Tuesday, October 25, 2011

Are we just a "Treat Bag"?

Recently, on one of the several dog-group email chat lists, a post came up that someone considered that to dogs, most people are just "Treat Bags". This got me thinking quite a bit. Are we?

Bottom line, we are if we LET ourselves be. IF we insist that dogs only learn and do things that we ask if they see the treat in line, then yes, we are only treat bags. I have let my Pug be this way. I have not worked with him enough to show him that he CAN work and have fun with the treat not in sight. Who's fault is that? Mine. For me, he was the 'house dog' who just worked for fun. I did not have a goal in mind for him - no shows or anything. He is a wonderful family dog. Could he be a show dog and really compete in freestyle, obedience, treibball? Yes - If I showed him how!

But, with Pippin and Geneveive (and Toby), dogs who I have trained in earnest with a goal in mind, I did show them that there is something special past the treat bag ... ME! We have worked together building a sound foundation called our RELATIONSHIP. Do I have that relationship with Pug?

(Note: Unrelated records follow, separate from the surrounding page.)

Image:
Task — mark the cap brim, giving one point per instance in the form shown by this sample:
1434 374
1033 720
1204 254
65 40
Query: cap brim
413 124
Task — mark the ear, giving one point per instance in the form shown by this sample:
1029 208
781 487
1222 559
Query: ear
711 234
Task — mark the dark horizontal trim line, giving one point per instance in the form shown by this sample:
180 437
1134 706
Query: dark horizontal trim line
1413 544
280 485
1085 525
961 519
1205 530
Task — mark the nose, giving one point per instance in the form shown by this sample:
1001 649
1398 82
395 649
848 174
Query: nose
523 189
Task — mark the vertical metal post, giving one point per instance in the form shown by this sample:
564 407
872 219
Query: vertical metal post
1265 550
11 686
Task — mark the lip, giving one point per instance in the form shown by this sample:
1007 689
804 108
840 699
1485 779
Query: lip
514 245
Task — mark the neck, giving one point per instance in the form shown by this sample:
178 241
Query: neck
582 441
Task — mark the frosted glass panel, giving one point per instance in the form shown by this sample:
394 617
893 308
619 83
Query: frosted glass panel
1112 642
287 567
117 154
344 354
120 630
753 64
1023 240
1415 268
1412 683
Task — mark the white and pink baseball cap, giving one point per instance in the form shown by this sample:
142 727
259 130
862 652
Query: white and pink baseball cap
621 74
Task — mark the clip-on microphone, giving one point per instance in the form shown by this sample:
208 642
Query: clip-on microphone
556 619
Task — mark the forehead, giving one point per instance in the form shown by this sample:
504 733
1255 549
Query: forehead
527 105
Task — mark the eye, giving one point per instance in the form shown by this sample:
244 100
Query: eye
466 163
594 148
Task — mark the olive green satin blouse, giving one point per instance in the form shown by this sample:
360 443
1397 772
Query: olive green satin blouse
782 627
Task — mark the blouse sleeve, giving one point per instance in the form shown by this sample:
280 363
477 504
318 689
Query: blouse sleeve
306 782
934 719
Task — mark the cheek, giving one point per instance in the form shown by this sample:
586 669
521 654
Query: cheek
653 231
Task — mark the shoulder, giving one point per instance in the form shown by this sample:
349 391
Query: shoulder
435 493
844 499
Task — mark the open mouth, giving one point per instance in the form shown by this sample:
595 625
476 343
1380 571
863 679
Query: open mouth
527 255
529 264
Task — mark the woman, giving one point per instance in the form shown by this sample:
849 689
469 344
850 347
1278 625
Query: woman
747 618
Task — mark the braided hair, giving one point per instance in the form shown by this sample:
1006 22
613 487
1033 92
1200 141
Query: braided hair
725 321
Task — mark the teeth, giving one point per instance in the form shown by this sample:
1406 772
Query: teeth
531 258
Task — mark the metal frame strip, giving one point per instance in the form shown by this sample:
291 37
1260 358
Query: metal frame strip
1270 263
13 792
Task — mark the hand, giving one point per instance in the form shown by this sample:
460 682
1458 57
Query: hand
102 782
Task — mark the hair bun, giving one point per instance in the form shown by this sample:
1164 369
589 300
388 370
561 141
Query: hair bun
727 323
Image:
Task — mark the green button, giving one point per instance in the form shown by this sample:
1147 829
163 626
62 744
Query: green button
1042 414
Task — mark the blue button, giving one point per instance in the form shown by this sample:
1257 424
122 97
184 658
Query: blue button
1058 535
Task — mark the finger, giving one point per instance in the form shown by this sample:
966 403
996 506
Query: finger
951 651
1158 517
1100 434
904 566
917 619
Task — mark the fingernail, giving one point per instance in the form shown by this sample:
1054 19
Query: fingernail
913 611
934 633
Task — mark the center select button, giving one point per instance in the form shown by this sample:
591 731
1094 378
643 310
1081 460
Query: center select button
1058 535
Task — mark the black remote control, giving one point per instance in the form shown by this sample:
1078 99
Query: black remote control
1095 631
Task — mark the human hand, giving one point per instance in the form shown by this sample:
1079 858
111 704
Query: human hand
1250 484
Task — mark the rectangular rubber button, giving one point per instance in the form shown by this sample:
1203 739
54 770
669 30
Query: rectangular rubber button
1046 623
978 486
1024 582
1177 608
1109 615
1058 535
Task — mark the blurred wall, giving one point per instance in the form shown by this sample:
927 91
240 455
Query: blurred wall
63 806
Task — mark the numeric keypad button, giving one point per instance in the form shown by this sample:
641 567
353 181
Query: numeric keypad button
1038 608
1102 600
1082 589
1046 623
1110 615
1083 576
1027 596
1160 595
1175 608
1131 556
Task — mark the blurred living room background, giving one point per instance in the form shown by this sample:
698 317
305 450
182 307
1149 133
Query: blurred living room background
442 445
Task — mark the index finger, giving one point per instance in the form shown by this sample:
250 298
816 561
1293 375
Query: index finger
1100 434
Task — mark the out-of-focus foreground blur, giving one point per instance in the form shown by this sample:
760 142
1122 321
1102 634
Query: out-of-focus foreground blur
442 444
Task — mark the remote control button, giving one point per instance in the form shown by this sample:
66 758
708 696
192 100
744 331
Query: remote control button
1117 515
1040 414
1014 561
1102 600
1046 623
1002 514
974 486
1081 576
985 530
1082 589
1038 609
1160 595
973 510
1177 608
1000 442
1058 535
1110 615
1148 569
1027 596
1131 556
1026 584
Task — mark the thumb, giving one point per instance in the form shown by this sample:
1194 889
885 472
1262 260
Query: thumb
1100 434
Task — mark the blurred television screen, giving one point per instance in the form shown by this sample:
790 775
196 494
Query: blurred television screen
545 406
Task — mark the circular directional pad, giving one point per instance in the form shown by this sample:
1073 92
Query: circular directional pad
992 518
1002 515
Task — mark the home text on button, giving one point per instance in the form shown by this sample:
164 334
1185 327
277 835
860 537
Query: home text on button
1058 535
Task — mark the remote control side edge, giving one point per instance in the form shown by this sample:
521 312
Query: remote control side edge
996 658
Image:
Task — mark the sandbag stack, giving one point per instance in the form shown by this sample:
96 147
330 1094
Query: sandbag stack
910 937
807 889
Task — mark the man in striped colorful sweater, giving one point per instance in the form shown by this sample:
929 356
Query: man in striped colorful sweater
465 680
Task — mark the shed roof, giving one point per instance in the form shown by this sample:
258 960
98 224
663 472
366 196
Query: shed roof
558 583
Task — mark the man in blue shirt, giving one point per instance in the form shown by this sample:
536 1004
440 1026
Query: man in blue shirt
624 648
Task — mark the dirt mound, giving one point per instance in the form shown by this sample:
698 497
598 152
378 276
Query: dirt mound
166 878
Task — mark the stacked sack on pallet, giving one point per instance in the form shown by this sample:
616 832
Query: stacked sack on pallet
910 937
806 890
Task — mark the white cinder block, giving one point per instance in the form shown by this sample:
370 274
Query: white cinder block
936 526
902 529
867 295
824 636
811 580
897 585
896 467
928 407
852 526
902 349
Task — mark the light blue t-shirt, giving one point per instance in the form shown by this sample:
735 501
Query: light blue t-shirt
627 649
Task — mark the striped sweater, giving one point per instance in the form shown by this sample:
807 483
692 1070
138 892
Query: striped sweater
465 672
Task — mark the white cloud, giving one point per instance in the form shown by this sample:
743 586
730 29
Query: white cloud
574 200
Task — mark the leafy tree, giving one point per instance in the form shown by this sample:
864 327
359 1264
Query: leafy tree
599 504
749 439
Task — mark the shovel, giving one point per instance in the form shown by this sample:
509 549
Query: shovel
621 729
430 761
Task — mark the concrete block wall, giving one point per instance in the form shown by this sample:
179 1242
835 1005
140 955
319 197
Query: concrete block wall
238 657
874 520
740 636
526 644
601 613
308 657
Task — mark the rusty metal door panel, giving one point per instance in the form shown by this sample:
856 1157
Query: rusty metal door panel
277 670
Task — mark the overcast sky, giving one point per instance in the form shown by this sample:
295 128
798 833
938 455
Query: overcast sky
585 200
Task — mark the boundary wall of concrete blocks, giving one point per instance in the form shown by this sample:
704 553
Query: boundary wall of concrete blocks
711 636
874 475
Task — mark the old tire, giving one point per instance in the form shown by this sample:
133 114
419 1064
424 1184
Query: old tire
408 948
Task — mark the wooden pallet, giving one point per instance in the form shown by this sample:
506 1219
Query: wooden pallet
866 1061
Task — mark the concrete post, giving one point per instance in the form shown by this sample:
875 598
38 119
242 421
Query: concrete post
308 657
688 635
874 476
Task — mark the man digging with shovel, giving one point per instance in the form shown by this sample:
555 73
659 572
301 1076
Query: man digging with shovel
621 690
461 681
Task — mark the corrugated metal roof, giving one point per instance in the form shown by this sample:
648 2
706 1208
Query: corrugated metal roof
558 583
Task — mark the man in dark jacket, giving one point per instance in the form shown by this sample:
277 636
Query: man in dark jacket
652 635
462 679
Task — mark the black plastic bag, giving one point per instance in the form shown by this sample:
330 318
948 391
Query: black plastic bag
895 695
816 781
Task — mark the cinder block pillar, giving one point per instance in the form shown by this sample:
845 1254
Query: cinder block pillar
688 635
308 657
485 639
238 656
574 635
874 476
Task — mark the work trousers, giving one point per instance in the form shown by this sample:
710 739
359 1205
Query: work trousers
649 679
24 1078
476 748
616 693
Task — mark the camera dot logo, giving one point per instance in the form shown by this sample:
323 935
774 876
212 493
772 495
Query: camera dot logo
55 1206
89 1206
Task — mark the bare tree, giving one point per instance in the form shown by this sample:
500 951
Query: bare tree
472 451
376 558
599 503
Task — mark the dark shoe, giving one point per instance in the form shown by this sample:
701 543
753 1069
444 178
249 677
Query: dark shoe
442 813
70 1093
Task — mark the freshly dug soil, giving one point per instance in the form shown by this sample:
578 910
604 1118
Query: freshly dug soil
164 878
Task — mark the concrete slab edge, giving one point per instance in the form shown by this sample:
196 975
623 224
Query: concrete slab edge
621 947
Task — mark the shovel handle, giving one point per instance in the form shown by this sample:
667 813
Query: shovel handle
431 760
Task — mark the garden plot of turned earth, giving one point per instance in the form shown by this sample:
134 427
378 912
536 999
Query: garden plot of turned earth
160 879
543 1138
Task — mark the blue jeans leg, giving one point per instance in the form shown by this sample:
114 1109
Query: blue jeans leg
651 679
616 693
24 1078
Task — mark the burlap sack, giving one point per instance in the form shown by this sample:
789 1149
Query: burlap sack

Yes I do. But, I have not shown Pug that the relationship can exists past the treat bag. With the others, I have.

In my classes, I have tried to always emphasised to my students that the basis of a great freestyle is the relationship between dog and handler, i.e. the two partners. While we may start teaching the moves to our dogs with treat lures, I try to take the treat away fairly quickly and move on to praise and partnership. We also do a lot of work at the beginning and during each class on partnership & attention with different exercises using play, praise and treat. There are some students who have a VERY HARD time letting go of that treat bag (like myself and Pug), claiming that their dog will only work for treats. And, in a sense they are right. At this point in time, Pug works great with the treats in sight. But, every dog can be re-taught or taught from the begining that the relationship is the praise. If we, the humans, let go of the treats, then the relationship has a great chance to build up.

How can we do this? I believe that each behavior is defined and confirmed. The 'confirmation' (or rewards) are a mix of treats, play and praise. The more we work, the less treat and more play and praise. By mixing the rewards, the relationship builds up from both parties. Pippin has also discovered that some of the moves (such as pushing the ball in Treibball) is in itself a great reward.

Today, for example, I am sick with a flu but needed to do something with him. So, I took out the ball and had him push it throughout the house. His main "work" was to line up properly (opposite of me) so he would push it in the right direction. I only clicked and rewarded on the line up - the push was its own reward. After about 10 min of pushing the ball around corners, hallways, in/out rooms, we played and he was totally happy. Was our relationship at all involved here - by all means. He listened, his reward was the push, play and praise. Very little cookie involved.

I would love to hear more discussion on this. What do you think?